Shelley’s aim when starting Papillon was to pay her employees $300 per month, which is roughly enough to cover food and shelter and send two children to school. It’s not much, but it’s significant in a country where people live on as little as $200 a year. There are few public schools, and it costs upward of $130 a year
to educate a child. As a result, one-third of girls
above the age of six don’t go to school. For the employees of Papillon, these jobs are more than just a paycheck — they are about education and hope and the belief that things will get better for the next generation.
Female entrepreneurs like Shelley are crucial to the economic development of Haiti. But women who own businesses are not important only in the world’s poorest nations. Research has found that mobilizing the female workforce would have a drastic impact on the world's economy. Citing data from the Organisation for Economic Co-operation and Development, Hillary Clinton wrote in a 2014 op-ed
in The Economist
that closing the gap in workforce participation between men and women would increase the global GDP by nearly 12% by 2030.
Unfortunately, only 55% of women worldwide are part of the labor force, compared to 82% of men, according to highlights from the 2015 No Ceilings Initiative Full Participation report
that was released this spring by the Clinton Foundation in conjunction with the Bill & Melinda Gates Foundation.

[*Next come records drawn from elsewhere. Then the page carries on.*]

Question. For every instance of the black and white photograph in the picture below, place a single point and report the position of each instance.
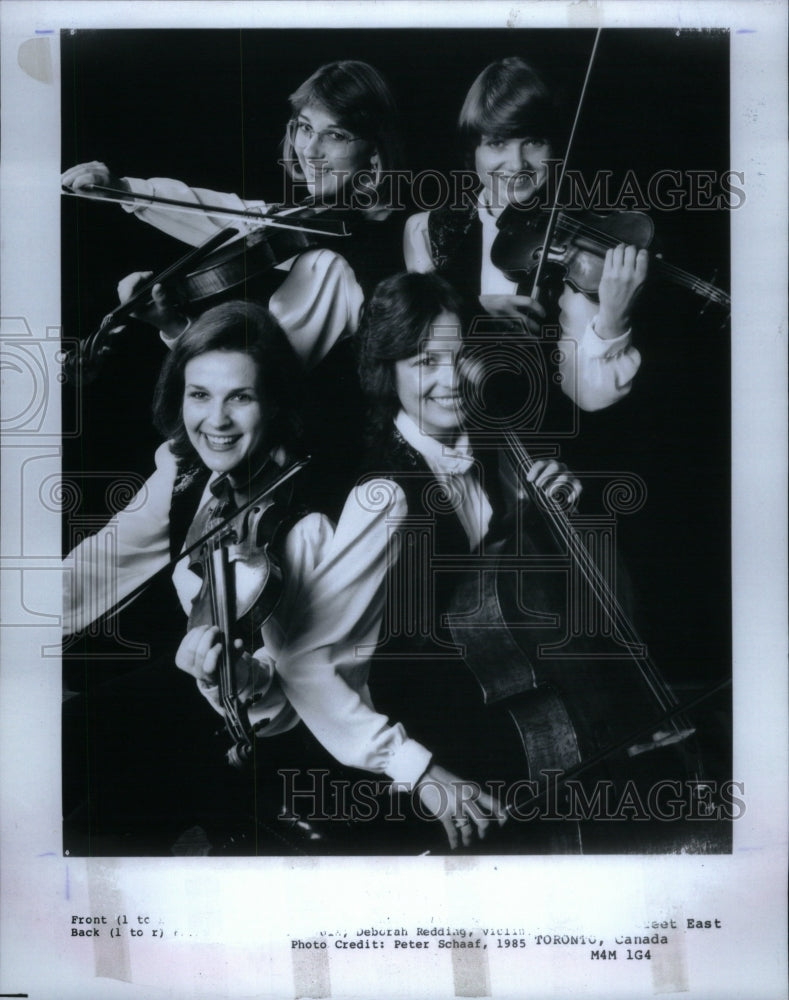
(382, 519)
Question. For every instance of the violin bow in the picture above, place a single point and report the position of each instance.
(87, 352)
(287, 473)
(553, 216)
(99, 192)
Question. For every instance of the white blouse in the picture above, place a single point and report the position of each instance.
(595, 373)
(315, 650)
(319, 301)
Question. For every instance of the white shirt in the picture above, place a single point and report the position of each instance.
(315, 651)
(319, 301)
(595, 373)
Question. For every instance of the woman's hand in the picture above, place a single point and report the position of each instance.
(199, 655)
(462, 808)
(162, 311)
(555, 480)
(624, 273)
(515, 306)
(89, 174)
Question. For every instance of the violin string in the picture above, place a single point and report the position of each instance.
(592, 575)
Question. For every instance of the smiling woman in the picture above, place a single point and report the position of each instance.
(339, 145)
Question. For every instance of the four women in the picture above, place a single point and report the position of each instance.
(228, 404)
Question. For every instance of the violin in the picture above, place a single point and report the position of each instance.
(221, 265)
(577, 244)
(241, 585)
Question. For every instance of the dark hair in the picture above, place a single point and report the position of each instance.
(509, 100)
(361, 100)
(395, 321)
(249, 329)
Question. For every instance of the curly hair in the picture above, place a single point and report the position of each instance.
(249, 329)
(395, 321)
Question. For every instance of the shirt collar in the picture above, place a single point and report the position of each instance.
(440, 458)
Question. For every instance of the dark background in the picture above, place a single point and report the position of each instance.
(209, 107)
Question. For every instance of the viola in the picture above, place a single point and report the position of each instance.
(241, 585)
(577, 243)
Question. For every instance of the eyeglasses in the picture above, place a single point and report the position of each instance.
(331, 140)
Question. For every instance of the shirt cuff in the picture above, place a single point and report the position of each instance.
(408, 763)
(595, 347)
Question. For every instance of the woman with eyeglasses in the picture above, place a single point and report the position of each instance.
(340, 142)
(510, 131)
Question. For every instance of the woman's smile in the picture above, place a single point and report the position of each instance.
(223, 414)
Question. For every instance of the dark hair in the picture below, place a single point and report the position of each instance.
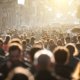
(72, 49)
(61, 55)
(33, 51)
(15, 46)
(43, 61)
(20, 76)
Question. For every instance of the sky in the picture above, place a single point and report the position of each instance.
(53, 11)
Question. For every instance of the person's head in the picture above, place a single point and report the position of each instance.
(51, 42)
(15, 40)
(67, 39)
(28, 40)
(32, 40)
(7, 39)
(1, 42)
(59, 42)
(43, 58)
(78, 38)
(38, 44)
(32, 53)
(15, 51)
(20, 73)
(74, 39)
(24, 44)
(44, 62)
(61, 55)
(72, 49)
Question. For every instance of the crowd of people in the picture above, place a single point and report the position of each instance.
(48, 57)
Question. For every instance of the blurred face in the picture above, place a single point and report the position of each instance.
(1, 44)
(15, 55)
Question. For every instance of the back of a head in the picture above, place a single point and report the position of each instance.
(44, 61)
(61, 55)
(19, 76)
(7, 39)
(33, 51)
(72, 49)
(15, 40)
(20, 73)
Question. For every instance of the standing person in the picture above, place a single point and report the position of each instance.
(5, 45)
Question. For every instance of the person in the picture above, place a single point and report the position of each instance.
(5, 44)
(52, 45)
(73, 52)
(2, 52)
(68, 39)
(20, 73)
(44, 65)
(15, 59)
(62, 70)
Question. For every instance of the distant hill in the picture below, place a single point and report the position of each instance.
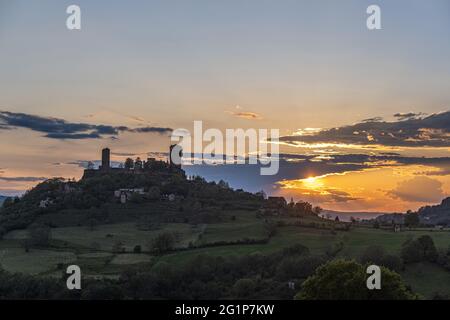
(2, 198)
(346, 216)
(438, 214)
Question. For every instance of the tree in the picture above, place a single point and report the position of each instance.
(154, 193)
(317, 210)
(138, 163)
(40, 234)
(346, 280)
(373, 254)
(412, 219)
(129, 164)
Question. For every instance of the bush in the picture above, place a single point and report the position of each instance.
(163, 243)
(421, 249)
(346, 280)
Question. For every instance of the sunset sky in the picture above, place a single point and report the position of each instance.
(379, 101)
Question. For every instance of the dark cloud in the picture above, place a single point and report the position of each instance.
(409, 115)
(95, 163)
(418, 189)
(293, 166)
(433, 131)
(54, 128)
(23, 179)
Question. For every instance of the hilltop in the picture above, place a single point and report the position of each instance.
(438, 214)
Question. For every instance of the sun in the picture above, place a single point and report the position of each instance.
(312, 183)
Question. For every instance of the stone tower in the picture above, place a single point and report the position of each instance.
(106, 159)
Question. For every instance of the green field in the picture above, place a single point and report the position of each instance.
(92, 249)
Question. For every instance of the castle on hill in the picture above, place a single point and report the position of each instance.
(137, 166)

In countries like Haiti, where poverty is widespread, giving women the tools and the opportunities for advancement doesn’t just help individuals but also whole communities. “Women tend to invest more of their earnings than men do in their family’s well-being — as much as 10 times more,” Melinda Gates wrote in an article for Science
in September 2014. She goes on to note that “women’s control over resources is associated with better outcomes in family planning; maternal, newborn, and child health; nutrition; and agricultural development.”